SSS-Ranked Awakening: I Can Only Summon Mythical Beasts

Chapter 486: Ice Wraiths



Chapter 486: Ice Wraiths

Damien did not look back at the village as he made his way toward his actual destination.

He never did.

Once the smoke of cooking fires faded into the distance and the plains stretched empty before him again, the world returned to what it had always been—wide, hostile, and indifferent.

The villagers would live. That was enough. Heroes would’ve stayed. Travelers would’ve moved on.

He was the latter in a sense but he was so an adventurer who couldn’t afford to be tied down to this village. Not even Delwig could keep him tied after all.

Damien was very much still traveling and he intended to keep it that way until the very end. The end where he put a perms stop to the existence of demons.

Fenrir strolled beside him as it always loved to, steady and silent, white fur marked with faint stains that had not yet faded.

Luton sat comfortably on Damien’s head like the crown that it was, its surface rippling lazily as it digested what it had taken the night before. The land here grew harsher by the mile—grass thinning, soil hardening, the wind carrying a colder edge.

Damien walked for hours.

He didn’t hurry.

Strength was not built by rushing blindly forward. It was built by enduring distance, by allowing the body and mind to settle into motion until effort became natural. His breathing evened out. His steps became rhythmic.

Eventually, he stopped.

Fenrir halted immediately, looking up at him.

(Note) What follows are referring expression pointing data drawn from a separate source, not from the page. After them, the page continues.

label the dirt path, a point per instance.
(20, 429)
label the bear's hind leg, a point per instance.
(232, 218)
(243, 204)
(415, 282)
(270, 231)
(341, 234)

“You’ve eaten enough for now,” Damien said calmly. “Rest.”

Fenrir let out a low sound—something between protest and acceptance—before dissolving back into essence, returning to Damien’s core. The drain eased instantly.

Luton remained.

“You stay,” Damien added. “You’ll need it.”

The slime pulsed in agreement.

Damien raised his gaze to the sky. “Summon Aquila.”

The air shifted almost immediately as the all too familiar blue portal spawned from thin air and Damien mounted his summon.

A moment later, Damien was airborne. Traveling by air changed everything.

From above, the land lost its illusions of safety. Rivers cut scars through the earth. Forests appeared as dark, tangled masses hiding countless threats beneath their canopies.

Roads were thin, fragile lines that could vanish with a single landslide or monster migration.

Damien watched it all pass beneath him.

Hours slipped by.

The plains gradually gave way to jagged terrain—rockier ground, patches of frost clinging stubbornly to shaded areas even though the sun still hung high. The wind grew sharper, biting through his cloak.

Then Aquila slowed.

Ahead, the land split open.

A ravine carved deep into the earth stretched across the horizon, its depths filled with mist and drifting frost. Jagged ice formations clung to the cliff walls like frozen fangs. The air above it shimmered faintly with unstable mana.

Damien narrowed his eyes.

“Icy mana,” he murmured. “But… tainted with demonic essence. Is there even anything that isn’t tainted with demonic essence?”

Aquila circled once.

Below, movement stirred.

They rose from the ravine like phantoms.

Tall, semi-transparent figures shaped vaguely like humanoids, their forms composed of swirling frost and condensed mana. Their movements were silent, gliding rather than walking, leaving trails of ice crystals in the air.

Ice Wraiths.

Normally passive mana beasts. Territorial, but not aggressive unless provoked.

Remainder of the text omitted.